– Зачем вы это сделали?

– Потому что возмущена бездействием районной военной администрации. Почему у вас под носом творят такие безобразия? Это не хулиганство – это вандализм. Любой памятник является народным достоянием, потому что на народные деньги эти памятники ставятся. Для волновахцев он дорог. Меня лично здесь принимали в комсомол.

– Вы что, член коммунистической партии?

– Нет, я не член никакой партии, но я здесь живу и не хочу, чтобы какое-то мудачьё хозяйничало в моём городе.

Ей назвали статью и срок, на которые тянет выходка; получалось, что сидеть Марии 11–12 лет. Поинтересовались, где она работает. Слово «школа» заставило эсбеушника подпрыгнуть и ещё яростнее продолжить допрос. Видимо, он был в курсе ареста учительницы химии из этой же школы. Получался целый заговор, гнездо сепаратизма. Тут уж попахивало наградой за раскрытие.

За это время к ним несколько раз подходили трое из патруля, один из них чем-то напоминал дэнээровца: в пятнистой бандане, с лихо распахнутым воротом и подкаченными до локтей рукавами рубашки, он с тревогой поглядывал на неё. Не удержавшись, пока её стражники отошли в сторону и звонили в СБУ, вызывая за нею машину, он подошёл поближе и сказал почти дружески:

– Ну, что ж вы так? Да лучше бы мат написали, а то «заминировано». Думаете, нам это нравится? Вас же посадят, и разбираться никто не станет. Вишь, как выслужиться хочет…

Неожиданное сочувствие со стороны патрульного и удивило Марию, и успокоило. Почему-то она после его слов стала ещё невозмутимее.

Сколько ни звонили вояки – машина не ехала, что-то там у них такое случилось чепэшное. Звонивший уже начал материться и орать кому-то:

– Я что тут, до вечера буду торчать?

4 глава

Задержание и неожиданное освобождение

Прошло уже почти два часа, как Марию задержали. Сначала она стояла в стороне от них, потом её посадили на боковую скамейку детской площадки. Подошла собака, обнюхала её ноги и почему-то улеглась рядом. Мария улыбнулась и погладила её. Эта улыбка взбесила и так уже выведенного из себя эсбеушника, и он гаркнул, подскочив к ней:

– Чего улыбаетесь? Весело вам! Сидеть будешь, сепарка! – перешёл на «ты».

Псу это не понравилось, и он предупредительно зарычал.
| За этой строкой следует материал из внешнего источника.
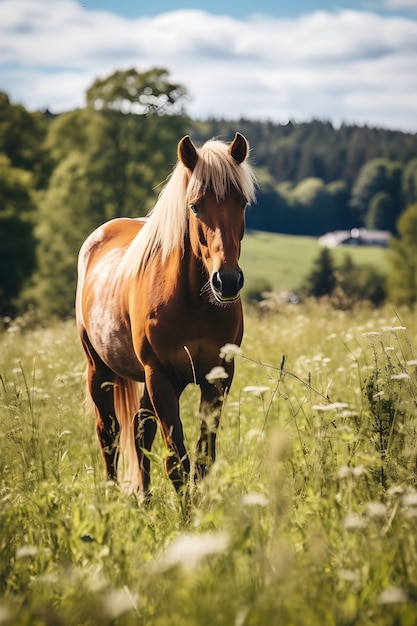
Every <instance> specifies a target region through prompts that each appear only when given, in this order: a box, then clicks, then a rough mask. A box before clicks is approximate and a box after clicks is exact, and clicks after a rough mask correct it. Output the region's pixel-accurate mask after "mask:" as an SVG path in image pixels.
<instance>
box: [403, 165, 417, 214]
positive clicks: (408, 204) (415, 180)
mask: <svg viewBox="0 0 417 626" xmlns="http://www.w3.org/2000/svg"><path fill="white" fill-rule="evenodd" d="M402 191H403V195H404V202H405V205H406V206H409V205H410V204H414V203H415V202H417V159H411V161H409V162H408V163H407V165H406V166H405V168H404V172H403V177H402Z"/></svg>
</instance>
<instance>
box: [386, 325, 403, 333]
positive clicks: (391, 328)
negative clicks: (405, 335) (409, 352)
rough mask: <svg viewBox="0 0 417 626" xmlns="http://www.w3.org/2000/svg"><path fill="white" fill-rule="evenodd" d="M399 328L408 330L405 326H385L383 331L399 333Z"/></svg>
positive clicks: (394, 332)
mask: <svg viewBox="0 0 417 626" xmlns="http://www.w3.org/2000/svg"><path fill="white" fill-rule="evenodd" d="M399 330H407V329H406V327H405V326H385V328H383V329H382V332H383V333H397V332H398V331H399Z"/></svg>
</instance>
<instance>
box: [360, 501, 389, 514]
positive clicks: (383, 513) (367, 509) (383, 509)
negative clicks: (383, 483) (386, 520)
mask: <svg viewBox="0 0 417 626" xmlns="http://www.w3.org/2000/svg"><path fill="white" fill-rule="evenodd" d="M386 512H387V507H386V506H385V504H383V503H382V502H368V504H367V505H366V509H365V513H366V514H367V515H368V516H369V517H385V515H386Z"/></svg>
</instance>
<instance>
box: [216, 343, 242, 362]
mask: <svg viewBox="0 0 417 626" xmlns="http://www.w3.org/2000/svg"><path fill="white" fill-rule="evenodd" d="M242 354H243V352H242V350H241V349H240V347H239V346H237V345H236V344H234V343H226V344H225V345H224V346H223V347H222V348H220V354H219V356H220V358H221V359H224V360H225V361H226V363H230V361H233V359H234V358H235V357H236V356H242Z"/></svg>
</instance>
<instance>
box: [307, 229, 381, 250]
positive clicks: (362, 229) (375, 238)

– Ничего страшного, посижу, – ответила Мария. – Я, всё равно, права. Вместо того, чтобы найти и наказать бандюг, которые у вас тут всем распоряжаются, вы занимаетесь чёрт знает чем.

Трудно описать, что она чувствовала. При внешнем полном отсутствии волнения, внутри было почему-то так же спокойно, одна только мысль тревожила её: «что будет с мамой?» Конечно, сёстры её не оставят, но живой свою мать она вряд ли уже увидит… «Но об этом лучше не думать», – решила она.
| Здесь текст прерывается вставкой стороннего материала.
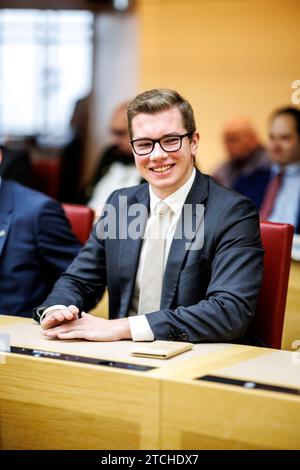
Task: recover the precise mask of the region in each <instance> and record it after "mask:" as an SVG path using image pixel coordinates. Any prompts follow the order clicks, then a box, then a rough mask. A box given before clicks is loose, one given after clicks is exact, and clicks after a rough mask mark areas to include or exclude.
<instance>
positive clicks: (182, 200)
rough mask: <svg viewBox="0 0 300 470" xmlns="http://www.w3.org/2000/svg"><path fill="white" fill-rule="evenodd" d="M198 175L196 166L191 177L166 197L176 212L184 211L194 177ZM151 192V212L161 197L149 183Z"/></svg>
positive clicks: (166, 200) (150, 202)
mask: <svg viewBox="0 0 300 470" xmlns="http://www.w3.org/2000/svg"><path fill="white" fill-rule="evenodd" d="M195 176H196V170H195V167H194V168H193V171H192V174H191V176H190V177H189V179H188V180H187V181H186V182H185V183H184V184H183V185H182V186H181V187H180V188H179V189H177V191H175V192H174V193H172V194H170V196H168V197H166V199H164V202H165V203H166V204H168V205H169V206H170V208H171V210H172V211H173V213H174V214H178V213H179V212H181V211H182V207H183V204H184V202H185V200H186V198H187V195H188V193H189V192H190V189H191V187H192V185H193V182H194V179H195ZM149 193H150V210H151V214H152V213H153V211H154V208H155V206H156V204H158V203H159V202H160V201H161V199H159V198H158V197H157V196H156V195H155V194H154V192H153V189H152V188H151V186H150V185H149Z"/></svg>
Наверное, больше всего военных смутило её поведение: не оправдывалась, а стояла на своём, не извинялась, не просила её отпустить, а сидела себе на скамейк и ждала, гладила собаку, прислушивалась к пению птиц в парке, даже на небо иногда поглядывала, закинув вверх голову…

Машина СБУ так и не приехала, а подкатил и припарковался на обочине милицейский автомобиль, именно к нему и повёл Марию эсбеушник, буркнув:

– Разбирайтесь с нею сами. —

Ей даже показалось, что он при этом облегчённо вздохнул.

В машине сидели двое: высокий светловолосый парень, второй был полнее, крепко сбитый, с чёрными, немного на выкате глазами; оба не старше тридцати лет. Когда она объяснила, за что её задержали, высокий (Саша, как он потом назвался) рассмеялся, а узнав, что она ещё и учительница, хлопнул себя по коленям и затрясся:

– Ну, Вы даёте! Учительница! Разных задерживать приходилось, но чтобы учителей – это первый раз. Вот свою бы географичку точно арестовал бы, с превеликим удовольствием.